Criticisms of Eugene Volokh’s Framework, Part I

Eugene Volokh is highlighting his recent law review article detailing a framework in which to think about the Second Amendment in terms of self-defense (he does not go into the resistance to tyrannical government arguments).  I read this in draft, and believe it to be a very thorough and coherent conception of the Second Amendment from the perception of self-defense.  I encourage everyone to take the time to read it (it’s long).  I do, however, have some minor issues with his reasoning as I will lay out over a series of posts.  I will begin with assault weapons.  Let’s start on page 1484 (or 42 on the PDF) of Prof. Volokh’s review:

This is clearest when we look at bans on so-called “assault weapons.” Such bans have been hotly controversial, but the dispute about them is largely symbolic. The laws generally define assault weapons to be a set of semiautomatic weapons (fully automatic weapons have long been heavily regulated, and lawfully owned fully automatics are very rare and very expensive) that are little different from semiautomatic pistols and rifles that are commonly owned by tens of millions of law-abiding citizens. “Assault weapons” are no more “high power” than many other pistols and rifles that are not covered by the bans. Definitions of assault weapons reflect this functional similarity: They often focus on features that have little relation to dangerousness, such as folding stocks, pistol grips, bayonet mounts, flash suppressors, or (for assault handguns but not assault rifles) magazines that attach outside the pistol grip or barrel shrouds that can be used as hand-holds.

It’s therefore hard to see how assault weapons bans would do much to decrease crime, since even a criminal who complies with the ban could easily find an unbanned gun that is as criminally useful as the unbanned gun, and is as dangerous to victims as is the banned gun. The class of assault weapons is indeed not “typical,” at least in the sense of common use. But there is no reason to think that most assault weapons owners have them for criminal purposes.

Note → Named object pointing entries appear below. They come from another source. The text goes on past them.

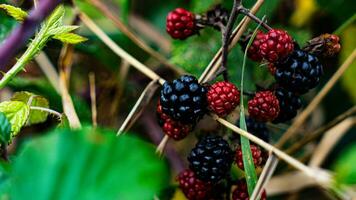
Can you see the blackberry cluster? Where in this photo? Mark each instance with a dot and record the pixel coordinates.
(264, 106)
(241, 193)
(181, 24)
(192, 187)
(184, 99)
(289, 104)
(223, 97)
(299, 72)
(259, 129)
(211, 159)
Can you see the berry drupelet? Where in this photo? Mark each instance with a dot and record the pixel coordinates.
(241, 192)
(264, 106)
(181, 24)
(289, 104)
(192, 187)
(299, 72)
(184, 99)
(223, 97)
(173, 129)
(211, 159)
(276, 45)
(259, 156)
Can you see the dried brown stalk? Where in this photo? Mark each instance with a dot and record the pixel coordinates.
(93, 99)
(316, 101)
(320, 131)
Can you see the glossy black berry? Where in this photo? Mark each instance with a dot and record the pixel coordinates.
(184, 99)
(289, 104)
(299, 72)
(211, 159)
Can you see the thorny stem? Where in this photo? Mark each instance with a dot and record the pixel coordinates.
(247, 12)
(226, 39)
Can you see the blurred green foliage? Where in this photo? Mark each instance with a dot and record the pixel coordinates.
(85, 164)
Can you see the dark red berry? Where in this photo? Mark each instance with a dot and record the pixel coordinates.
(264, 106)
(223, 97)
(192, 187)
(176, 130)
(276, 45)
(241, 192)
(180, 24)
(257, 154)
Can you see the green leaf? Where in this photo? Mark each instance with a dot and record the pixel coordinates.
(36, 116)
(15, 12)
(17, 113)
(87, 164)
(345, 167)
(5, 129)
(70, 38)
(62, 29)
(249, 166)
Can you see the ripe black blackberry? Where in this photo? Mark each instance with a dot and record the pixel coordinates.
(299, 72)
(192, 187)
(211, 158)
(289, 104)
(184, 99)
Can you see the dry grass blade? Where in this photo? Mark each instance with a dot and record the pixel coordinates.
(329, 141)
(48, 69)
(93, 99)
(265, 176)
(130, 34)
(118, 50)
(324, 179)
(283, 184)
(316, 101)
(141, 103)
(318, 132)
(235, 37)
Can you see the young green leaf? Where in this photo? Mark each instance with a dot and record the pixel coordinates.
(15, 12)
(5, 129)
(62, 29)
(36, 116)
(17, 113)
(70, 38)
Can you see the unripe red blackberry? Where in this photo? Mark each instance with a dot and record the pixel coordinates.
(176, 130)
(241, 192)
(264, 106)
(211, 159)
(181, 24)
(223, 97)
(276, 45)
(192, 187)
(259, 157)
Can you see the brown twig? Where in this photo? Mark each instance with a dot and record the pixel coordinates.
(316, 101)
(93, 99)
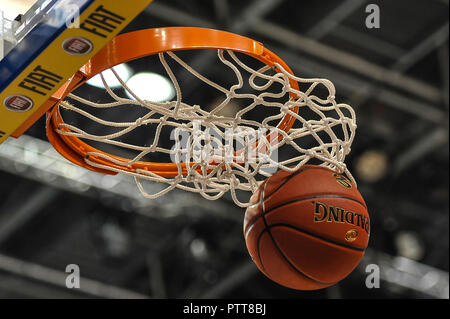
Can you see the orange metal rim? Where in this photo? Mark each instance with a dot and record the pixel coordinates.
(134, 45)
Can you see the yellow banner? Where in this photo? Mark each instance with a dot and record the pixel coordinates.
(98, 24)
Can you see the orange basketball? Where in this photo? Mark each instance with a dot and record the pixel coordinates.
(308, 229)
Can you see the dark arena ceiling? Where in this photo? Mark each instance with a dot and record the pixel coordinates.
(184, 246)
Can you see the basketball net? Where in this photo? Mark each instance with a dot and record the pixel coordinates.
(216, 154)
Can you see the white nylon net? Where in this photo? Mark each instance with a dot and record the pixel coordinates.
(226, 153)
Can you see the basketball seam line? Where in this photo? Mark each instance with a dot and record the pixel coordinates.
(318, 237)
(279, 250)
(294, 201)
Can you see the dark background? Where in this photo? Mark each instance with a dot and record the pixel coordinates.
(183, 246)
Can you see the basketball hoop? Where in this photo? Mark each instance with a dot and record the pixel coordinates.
(229, 169)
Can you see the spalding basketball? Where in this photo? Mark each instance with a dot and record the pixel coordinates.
(308, 229)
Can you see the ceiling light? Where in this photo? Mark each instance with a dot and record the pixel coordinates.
(122, 70)
(151, 87)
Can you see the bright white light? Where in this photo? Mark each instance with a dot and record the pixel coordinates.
(151, 87)
(122, 70)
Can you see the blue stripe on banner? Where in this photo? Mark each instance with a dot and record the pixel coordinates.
(36, 41)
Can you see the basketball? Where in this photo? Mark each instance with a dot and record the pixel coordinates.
(307, 230)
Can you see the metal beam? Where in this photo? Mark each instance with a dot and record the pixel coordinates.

And assault weapons are not more dangerous than the usual gun, which in my view makes them fit within the category of “arms.”

Nonetheless, the availability of close substitutes for assault weapons— the very reason why assault weapons bans are unlikely to work—also makes it hard to see how assault weapons bans would materially interfere with self- defense, at least given definitions such as those in the 1994 federal statute. And the reasons the Court gave for why handgun bans are impermissible—that handguns are “easier to hold and control (particularly for persons with physical infirmities), easier to carry, easier to maneuver in enclosed spaces, [or easier to handle while] still hav[ing] a hand free to dial 911”—do not apply to assault weapons bans: Assault weapons are no more useful for self-defense than are many other handguns, rifles, and shotguns that aren’t prohibited by assault weapons bans. Assault weapons bans might well be pointless, and might offend gun owners who want the freedom to choose precisely what sorts of guns they own. But this need not make assault weapons bans unconstitutional, if the courts focus on whether the law substantially burdens self-defense.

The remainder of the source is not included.